There was a “high duty” on lawyers making a without-notice application to present the evidence in a fair and even-handed manner, and here Jones Day and counsel Mohinderpal Sethi KC “failed to discharge that high duty”.

As a result, “Goose J had a very one-sided picture of the arguments for and against the injunctions he made”.

Judge Dunlop set aside the order and said he would aim “to bring the parties back, as close as possible, to the position they would have been if they had cooperated with one another”.

Ms Burrell “acted properly in not reading the 1 May materials and in stopping her husband when he began to convey the gist of it to her.

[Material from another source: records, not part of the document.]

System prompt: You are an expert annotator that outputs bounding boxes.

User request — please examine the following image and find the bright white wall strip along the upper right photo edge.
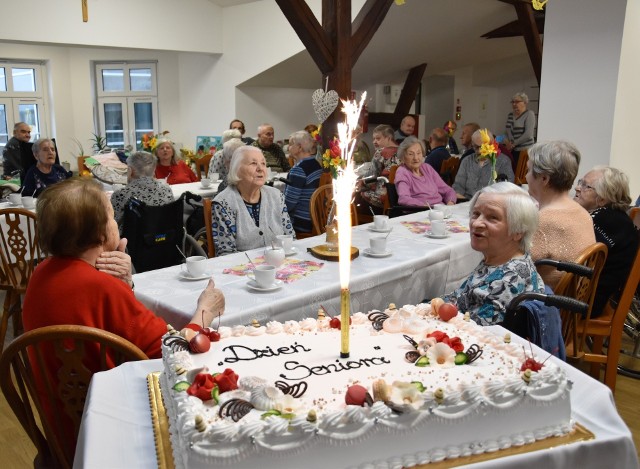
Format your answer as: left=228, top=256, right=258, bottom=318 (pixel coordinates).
left=611, top=0, right=640, bottom=197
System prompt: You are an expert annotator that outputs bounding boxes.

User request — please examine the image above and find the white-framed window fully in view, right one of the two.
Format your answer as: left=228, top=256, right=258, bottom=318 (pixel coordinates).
left=96, top=62, right=158, bottom=149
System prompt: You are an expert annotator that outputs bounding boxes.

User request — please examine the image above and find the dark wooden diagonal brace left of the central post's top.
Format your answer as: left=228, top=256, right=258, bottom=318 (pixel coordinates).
left=276, top=0, right=336, bottom=74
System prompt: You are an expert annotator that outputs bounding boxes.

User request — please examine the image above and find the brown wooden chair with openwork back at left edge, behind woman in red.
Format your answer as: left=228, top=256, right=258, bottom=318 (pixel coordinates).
left=0, top=208, right=41, bottom=350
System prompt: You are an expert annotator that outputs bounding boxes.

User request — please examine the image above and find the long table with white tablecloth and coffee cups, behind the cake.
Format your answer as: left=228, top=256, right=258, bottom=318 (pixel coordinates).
left=134, top=204, right=481, bottom=328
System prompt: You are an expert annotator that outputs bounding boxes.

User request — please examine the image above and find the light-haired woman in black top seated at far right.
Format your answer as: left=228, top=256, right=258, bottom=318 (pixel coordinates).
left=574, top=166, right=638, bottom=317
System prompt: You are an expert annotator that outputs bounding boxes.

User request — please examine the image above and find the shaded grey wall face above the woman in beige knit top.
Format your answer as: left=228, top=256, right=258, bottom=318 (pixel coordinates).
left=538, top=0, right=638, bottom=175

I also think that AP acted properly in not reading the 1 May materials and taking the position that they would not do so unless the ET said they could.”

At the same time, they “were inviting trouble” by sending the materials to the ET – they could have asked the ET for directions first or sought a compromise with Sinclair.

The “most likely reason” they did so was to “pre-empt and, they hoped, render redundant the High Court application JD was threatening to make”.

They provided undertakings not to read the materials save if and in so far as they were disclosed to them in the ET proceedings and the judge said he would consider at the consequentials hearing if they meant he did not need to grant Sinclair interim relief.

He urged the parties to agree that the High Court proceedings did not need to continue, granting a stay in the meantime, and to agree the order as to costs, saying this “should reflect the public interest in discouraging the inappropriate use of the without notice application procedure”.